The part of China that is framed is Flume's system architecture, which is abstracted as an agent, which physically manifests itself as a flume-agent process, which is actually a JVM. Each agent consists of 3 types of components (note that not 3, such as the logical topology in which a single agent process can be implemented with flume configuration files based on the business requirements), which are described separately in the order in which the data flows from the front to the back.

3.1 Source
Source is responsible for receiving and parsing the events data from an external source, such as deserialization, and sending the parsed data to one or more channel (s) connected to it.
Here are some notes:
1)
The data format that the external source sends to source must be consistent with the source type specified in the Flume configuration file.

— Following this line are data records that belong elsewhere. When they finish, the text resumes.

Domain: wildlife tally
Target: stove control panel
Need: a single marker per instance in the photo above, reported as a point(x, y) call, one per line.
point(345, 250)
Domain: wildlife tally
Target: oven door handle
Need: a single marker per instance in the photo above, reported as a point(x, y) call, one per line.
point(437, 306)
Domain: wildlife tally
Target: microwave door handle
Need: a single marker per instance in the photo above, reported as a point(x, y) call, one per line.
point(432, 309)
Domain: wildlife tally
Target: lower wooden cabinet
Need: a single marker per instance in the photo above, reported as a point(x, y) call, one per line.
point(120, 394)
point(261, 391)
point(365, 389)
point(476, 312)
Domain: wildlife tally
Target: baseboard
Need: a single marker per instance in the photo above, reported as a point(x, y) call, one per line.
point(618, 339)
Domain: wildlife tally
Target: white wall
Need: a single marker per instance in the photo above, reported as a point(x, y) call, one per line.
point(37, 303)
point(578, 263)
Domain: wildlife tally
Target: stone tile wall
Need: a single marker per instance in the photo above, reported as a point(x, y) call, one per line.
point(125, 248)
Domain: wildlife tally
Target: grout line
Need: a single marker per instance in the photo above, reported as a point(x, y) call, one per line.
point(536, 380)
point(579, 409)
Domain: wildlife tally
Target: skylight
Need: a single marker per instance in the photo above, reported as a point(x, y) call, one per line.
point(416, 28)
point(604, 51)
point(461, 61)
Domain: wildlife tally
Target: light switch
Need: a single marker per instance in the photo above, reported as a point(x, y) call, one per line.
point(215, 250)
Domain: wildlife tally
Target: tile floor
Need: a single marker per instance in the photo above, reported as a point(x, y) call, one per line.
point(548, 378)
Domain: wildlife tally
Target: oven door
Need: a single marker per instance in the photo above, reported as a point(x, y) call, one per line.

For example, if the source type of configuration flume is thrift, the data sent must be packaged as thrift protocol.
2)The current way that source supports receiving external source data includes RPC, such as when you configure source as Avro, you can send data to flume by Avro clients in RPC mode, thrift source, HTTP source, exec source, JMS source, A SEQ source (similar to a count generator, which continues to generate an event, primarily for testing), and so on. For a list of supported source and examples of use, refer to the official documentation flume sources for details.
3)In the same agent process, if the source is configured with multiple channels, at this point, depending on the business requirements, the source can be configured with different event routing policies, common channel Selector includes two types of replicating and multiplexing, where the former is the default policy, indicating that events from source will be sent to all channels connected to it at the same time (Obviously, this situation consumes more memory or diskWhile the latter indicates that the events of source will only be sent to a specific channel (s), in particular, source Selector.header specifies the key of the routing decision field through its configuration item selector.mapping.< The hdr-value> specifies the channel to which events will be sent to Hdr-value, where,4)You can use source. Interceptors modify or filter the event, details can refer to document Flume interceptors.
5)The source of the custom implementation can also be integrated into Flume as a plugin.

3.2 channel
Channel is a passive storage component, It maintains a memory queue or disk file to hold the event from source until the event is consumed by sink. That is, it connects sources and sinks like a queue.
The most common type of channel is the memory channel and the file channel, which improves performance by maintaining events in the memory queue, but data that is not consumed by sink is lost when a machine failure or process exits While the latter maintains events through disk files, you can avoid data loss in unexpected situations, but obviously performance is compromised. In addition to the memory channel and the file channel, the flume supports the JBDC channel and other channel types, with details to view flume channels documents. The
notes are as follows:
1)
When using the memory type channel, be aware of the maximum capacity (capacity) problem, if the source produces events faster than the sink consumption rate, May cause the channel buffer to be full and throw an exception. In this case, the data is lost if the external application that writes the data to the source does not have the exception handling logic (Execsource is most likely to be the case).
2) when using channel of file type and configuring multiple file channels, it is best to explicitly configure each channel with its own separate files path, because if the default configuration path is used, Multiple channel will compete for the same file lock, resulting in a successful initialization of only 1 channel.
3) can be configured with memory and file mixed channel type spillable memory channel, pros and cons can view the document, here do not repeat.
4) The channel interface for the custom implementation can be integrated into flume as plugin.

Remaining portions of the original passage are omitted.